Segmentation Study of the dataset

Introduction:

In this segmentation study, we will try to retrieve actionable insights from the

given datasets by performing an exploratory data analysis using various

visualization tools and libraries contained in R, and coming up with pertinent

questions throughout the process to guide our analysis.

Exploratory Data Analysis:

Age vs Income: How does a person’s age affect his/her income potential ?

We will start by analyzing the potential relationship between people’s age and

their income potential, especially wether or not they make over $50,000 per year. Since we are dealing two continuous variables in this case, we will use a

histogram to accurately answer the question.

setwd("C:/Users/jkevi_000/Documents") 

rm(list=ls(all=TRUE)) # Clear memory

#Load Visualization Tools
library(ggplot2)

library(gridExtra)

library(plyr)


#Load Datasets

dat.train <- read.csv("au_train.csv")

dat.test <- read.csv("au_test.csv")

dat.full <- rbind(dat.train,dat.test) #Merge both datasets

# Age vs Income class
ggplot(dat.train) + aes(x=as.numeric(age), group= class, fill= class) + 
  geom_histogram(binwidth=1, color='black')

#Age vs Sex
ggplot(dat.full) + aes(x=as.numeric(age), group=sex, fill=sex) + 
geom_histogram(binwidth=1, color='black')

boxplot (age ~ class, data = dat.train, 
         main = "Age distribution for different income levels",
         xlab = "Income Levels", ylab = "Age", col = "blue")

From the graphs, we notice that The majority of participants make less or equal

to $50,000. The people that make over 50k a year are between 30 and 55 years

old. We can assume that they are mostly mid-career professionals with a few

years of experience under their belt.So the more time spent working, the more

likely a person will make over 50k per year.

More experience in the workplace leads to a higher salary.

We also notice that females are very underepresented in the dataset which might

signal a possible bias during the survey.

Occupation vs Income: Does a highly specialized job guarantee a higher income?

In this case, we take a closer look at the relationship between occupation and

income potential.

qplot(class, data = dat.train, fill = occupation) + facet_grid (. ~ occupation)

It’s pretty clear that highly specialized jobs do not guarantee a higher income

In fact, we can see a lot people with less specialized jobs making over 50k per

year and vice versa. As expected, executives and managers have the largest

amount of people making over 50k, closely followed by professors.

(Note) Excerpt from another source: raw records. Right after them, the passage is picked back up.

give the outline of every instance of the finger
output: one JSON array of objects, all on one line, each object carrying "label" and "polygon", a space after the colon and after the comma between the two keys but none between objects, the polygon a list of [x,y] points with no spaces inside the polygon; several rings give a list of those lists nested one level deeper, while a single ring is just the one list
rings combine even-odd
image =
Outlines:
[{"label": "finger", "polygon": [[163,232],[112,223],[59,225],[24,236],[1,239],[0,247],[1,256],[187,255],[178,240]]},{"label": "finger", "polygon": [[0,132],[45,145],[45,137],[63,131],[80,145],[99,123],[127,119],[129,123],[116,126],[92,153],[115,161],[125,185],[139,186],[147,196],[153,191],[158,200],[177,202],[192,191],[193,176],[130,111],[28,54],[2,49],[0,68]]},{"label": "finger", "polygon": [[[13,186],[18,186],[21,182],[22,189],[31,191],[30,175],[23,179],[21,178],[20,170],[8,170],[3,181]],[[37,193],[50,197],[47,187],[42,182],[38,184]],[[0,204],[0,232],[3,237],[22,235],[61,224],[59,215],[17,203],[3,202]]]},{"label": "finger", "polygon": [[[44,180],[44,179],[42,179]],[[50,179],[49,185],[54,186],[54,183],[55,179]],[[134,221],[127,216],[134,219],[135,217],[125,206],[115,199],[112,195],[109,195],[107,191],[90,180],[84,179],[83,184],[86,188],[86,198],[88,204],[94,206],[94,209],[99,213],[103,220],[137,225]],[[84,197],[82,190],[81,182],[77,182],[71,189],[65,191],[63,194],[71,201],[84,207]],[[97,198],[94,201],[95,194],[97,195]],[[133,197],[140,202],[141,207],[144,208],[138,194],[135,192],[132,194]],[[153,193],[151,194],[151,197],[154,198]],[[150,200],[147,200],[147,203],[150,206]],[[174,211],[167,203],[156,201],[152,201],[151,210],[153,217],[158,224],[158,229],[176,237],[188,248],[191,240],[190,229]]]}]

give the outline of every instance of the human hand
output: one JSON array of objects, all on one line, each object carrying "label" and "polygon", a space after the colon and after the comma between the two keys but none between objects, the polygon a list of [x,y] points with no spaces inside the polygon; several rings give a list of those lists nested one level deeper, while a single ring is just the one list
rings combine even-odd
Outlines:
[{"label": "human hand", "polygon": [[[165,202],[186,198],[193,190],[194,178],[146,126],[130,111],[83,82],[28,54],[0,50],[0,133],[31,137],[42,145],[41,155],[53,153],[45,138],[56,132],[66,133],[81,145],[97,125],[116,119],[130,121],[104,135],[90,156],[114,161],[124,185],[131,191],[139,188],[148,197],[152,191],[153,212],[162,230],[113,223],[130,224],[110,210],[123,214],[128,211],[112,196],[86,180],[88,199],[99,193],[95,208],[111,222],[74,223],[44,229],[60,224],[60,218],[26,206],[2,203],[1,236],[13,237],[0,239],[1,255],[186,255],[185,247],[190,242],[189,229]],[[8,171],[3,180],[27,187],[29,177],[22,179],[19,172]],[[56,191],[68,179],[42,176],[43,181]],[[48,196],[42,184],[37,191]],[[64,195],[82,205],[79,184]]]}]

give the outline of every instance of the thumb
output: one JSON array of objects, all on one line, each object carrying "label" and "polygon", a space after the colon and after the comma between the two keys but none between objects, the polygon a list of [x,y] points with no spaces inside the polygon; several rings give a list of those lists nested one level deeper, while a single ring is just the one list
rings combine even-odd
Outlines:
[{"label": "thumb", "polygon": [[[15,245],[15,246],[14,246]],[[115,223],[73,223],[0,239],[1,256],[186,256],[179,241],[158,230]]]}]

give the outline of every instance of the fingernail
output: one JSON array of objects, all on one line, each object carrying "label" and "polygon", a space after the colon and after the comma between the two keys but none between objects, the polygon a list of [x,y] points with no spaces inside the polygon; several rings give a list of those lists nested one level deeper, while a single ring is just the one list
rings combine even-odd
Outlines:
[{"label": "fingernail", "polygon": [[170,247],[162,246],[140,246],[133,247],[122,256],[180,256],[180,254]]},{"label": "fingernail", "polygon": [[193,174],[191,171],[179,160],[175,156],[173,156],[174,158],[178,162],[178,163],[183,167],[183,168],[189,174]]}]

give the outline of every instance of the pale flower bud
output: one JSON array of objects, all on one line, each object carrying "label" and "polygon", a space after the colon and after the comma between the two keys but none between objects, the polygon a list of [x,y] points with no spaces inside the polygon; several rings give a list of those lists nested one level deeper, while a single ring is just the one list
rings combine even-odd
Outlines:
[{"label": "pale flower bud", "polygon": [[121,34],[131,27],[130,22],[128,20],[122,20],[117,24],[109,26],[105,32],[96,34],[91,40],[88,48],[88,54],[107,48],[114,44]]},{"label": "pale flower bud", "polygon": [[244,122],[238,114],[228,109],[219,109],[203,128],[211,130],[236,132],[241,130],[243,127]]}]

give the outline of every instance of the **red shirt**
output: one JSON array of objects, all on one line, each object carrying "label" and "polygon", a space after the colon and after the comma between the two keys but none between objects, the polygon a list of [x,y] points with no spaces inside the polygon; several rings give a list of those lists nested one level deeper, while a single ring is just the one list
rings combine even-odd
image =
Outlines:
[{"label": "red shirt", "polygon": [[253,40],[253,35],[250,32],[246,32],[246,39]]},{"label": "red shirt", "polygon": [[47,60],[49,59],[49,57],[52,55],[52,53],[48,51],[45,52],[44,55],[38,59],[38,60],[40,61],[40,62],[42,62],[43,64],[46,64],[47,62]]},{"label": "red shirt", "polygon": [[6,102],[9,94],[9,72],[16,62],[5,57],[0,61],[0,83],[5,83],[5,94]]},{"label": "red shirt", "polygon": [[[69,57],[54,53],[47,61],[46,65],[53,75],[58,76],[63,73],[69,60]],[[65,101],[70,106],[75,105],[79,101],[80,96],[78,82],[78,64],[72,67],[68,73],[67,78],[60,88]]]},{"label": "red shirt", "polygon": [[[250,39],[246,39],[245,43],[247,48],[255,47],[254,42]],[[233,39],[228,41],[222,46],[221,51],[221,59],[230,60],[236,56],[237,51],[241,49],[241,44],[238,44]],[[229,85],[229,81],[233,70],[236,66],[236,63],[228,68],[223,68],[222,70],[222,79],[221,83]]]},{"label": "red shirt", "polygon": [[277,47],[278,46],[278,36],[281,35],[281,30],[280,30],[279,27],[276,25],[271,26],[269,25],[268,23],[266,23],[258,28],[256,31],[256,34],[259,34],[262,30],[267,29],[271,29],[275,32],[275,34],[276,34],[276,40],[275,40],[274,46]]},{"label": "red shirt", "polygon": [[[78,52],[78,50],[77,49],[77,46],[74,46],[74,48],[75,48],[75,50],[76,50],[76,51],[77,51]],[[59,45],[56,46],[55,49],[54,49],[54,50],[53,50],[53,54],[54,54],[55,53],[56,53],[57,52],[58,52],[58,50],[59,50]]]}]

Income vs Education: Does higher education help earn more money?

We will explore this very popular question using our usual visualization

tools(histograms and bar charts) to explain the not-so-obvious relationship

between income and education.

qplot(class, data = dat.train, fill = education) + facet_grid (. ~ education)

We observe that the majority of people making over 50,000 a year have at

Bachelor’s degree closely followed by a high school degree.

We also notice that they are higher in number when compared to master’s and phD degree holders which is expected because a typical class of graduates will be

about 90% bachelor’s degree holders, 30% master’s and 10 % PhD.

Therefore we can imply that education level for the most part affects a person’s income potential.

Income vs Relationship vs Race:

Let’s analyze how relationship and race are connected a person’s income

potential.

qplot(class, data = dat.train, fill = relationship) + facet_grid (. ~ race)

We notice that the majority of the people making over 50k a year are white male

married workers

closely followed by black married workers and pacific islanders.